Nearly 700 employees will vacate state office buildings in downtown Chattanooga by next April and relocate into leased offices at what was once the city's biggest manufacturer and its first shopping mall.
The State Building Commission on Friday approved a deal struck by an outside real estate services company to move 425 state employees to the Eastgate Town Center in Brainerd and another 245 employees to the former Combustion Engineering offices at 1301 Riverfront Parkway.
The relocation of state workers in Chattanooga is similar to moves also being made at state offices in Knoxville and Nashville to save up to $74 million over the next decade.
The state will pay $36.3 million over the next 15 years to lease a total of 129,674 square feet of office space in Chattanooga. Peter Heimbach, executive director for building commission relations, said those leases will save more than $30 million compared to what it would cost to repair and maintain the Chattanooga State Office Building on McCallie Avenue, formerly the headquarters of the Interstate Life and Accident Insurance Co., and the James Mapp building on M.L. King Boulevard.
"Those buildings have more square footage, but they are not as well laid out or as energy efficient and the cost of bringing those buildings up to today's standards was simply too expensive," he said.
The moves will mean hundreds of fewer employees and thousands of fewer visitors to state facilities will come to downtown Chattanooga. But the building commission panel did agree to try to lease another 15,000 square feet elsewhere downtown to maintain a presence for some state offices in downtown Chattanooga.
Although the state received a half dozen bids for office space in Hamilton County from its initial request for proposals, state officials decided to rebid the leases for the smaller downtown space in Chattanooga.

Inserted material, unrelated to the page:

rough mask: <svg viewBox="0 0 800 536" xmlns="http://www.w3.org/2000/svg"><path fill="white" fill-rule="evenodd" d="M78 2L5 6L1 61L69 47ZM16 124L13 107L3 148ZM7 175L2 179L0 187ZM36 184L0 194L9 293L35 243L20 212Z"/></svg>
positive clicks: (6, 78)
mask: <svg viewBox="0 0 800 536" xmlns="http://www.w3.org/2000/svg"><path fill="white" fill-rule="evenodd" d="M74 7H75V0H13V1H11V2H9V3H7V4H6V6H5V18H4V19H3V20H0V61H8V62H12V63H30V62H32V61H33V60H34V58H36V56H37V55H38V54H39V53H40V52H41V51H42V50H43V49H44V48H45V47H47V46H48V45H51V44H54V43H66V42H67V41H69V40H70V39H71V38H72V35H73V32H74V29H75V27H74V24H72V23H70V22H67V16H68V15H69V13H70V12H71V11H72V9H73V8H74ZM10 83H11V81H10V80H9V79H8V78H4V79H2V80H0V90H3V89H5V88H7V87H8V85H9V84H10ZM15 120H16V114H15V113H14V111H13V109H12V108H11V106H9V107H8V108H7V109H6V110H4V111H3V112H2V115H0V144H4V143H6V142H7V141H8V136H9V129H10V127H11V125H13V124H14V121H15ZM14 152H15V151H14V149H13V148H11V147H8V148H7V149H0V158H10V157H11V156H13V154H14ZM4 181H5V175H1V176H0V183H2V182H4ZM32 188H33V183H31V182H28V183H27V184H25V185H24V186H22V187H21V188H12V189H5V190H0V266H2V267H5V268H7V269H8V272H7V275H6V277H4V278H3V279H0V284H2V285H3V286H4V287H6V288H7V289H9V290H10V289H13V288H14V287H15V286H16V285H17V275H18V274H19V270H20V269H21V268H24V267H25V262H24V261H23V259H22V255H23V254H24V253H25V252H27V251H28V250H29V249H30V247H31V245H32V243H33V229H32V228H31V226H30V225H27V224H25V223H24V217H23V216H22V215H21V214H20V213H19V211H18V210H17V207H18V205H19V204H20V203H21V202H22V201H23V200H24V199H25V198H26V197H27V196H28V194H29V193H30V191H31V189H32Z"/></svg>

State House Majority Leader Gerald McCormick, a Chattanooga Republican involved in real estate and economic development, previously raised concerns about the impact on downtown businesses and restaurants if the state employees move out of the central city.
"It does concern me that we're losing people from downtown," McCormick said. "But then again, the Eastgate area also needs some economic stimulus and this might provide that for them."
Paul Mallchok, general manager for 720,000-square-foot Eastgate Town Center, said Eastgate already houses state offices for Human Services, Children's Services and Labor and Workforce Development "and this is a wonderful way of supporting Eastgate as a state government facility.
"We are excited about helping the state meet its office needs at what we believe is a good product at an attractive price," he said.
McCormick said he is interested in knowing if the consulting firm hired by the state - Jones Lang LaSalle - actively worked on trying to keep the offices downtown "and if they did the work that justified what they got paid."
The consulting firm was paid $2.7 million in fees from the landlords of buildings the state will lease, but Jones Lang LaSalle will rebate more than $350,000 of those fees back to the state, Heimbach said.
"They did a fabulous job for us and helped us save money," Heimbach said.
Tennessee General Services Commissioner Bob Oglesby said the office moves "create better work spaces that are operationally cost effective so we can focus our resources on the state's priorities."
The state employees being moved in Chattanooga are employed in state's Department of Children's Services, the Department of Human Services, and the Tennessee Department of Environment and Conservation.
The University of Tennessee at Chattanooga has requested the state transfer the vacated state office buildings on McCallie Avenue and M.L. King Boulevard to the UT system to help it expand the campus footprint of UTC and possibly add more dorms to house students. Any transfer decision will be made by Gov. Bill Haslam and the Tennessee Higher Education Commission next year, Heimbach said.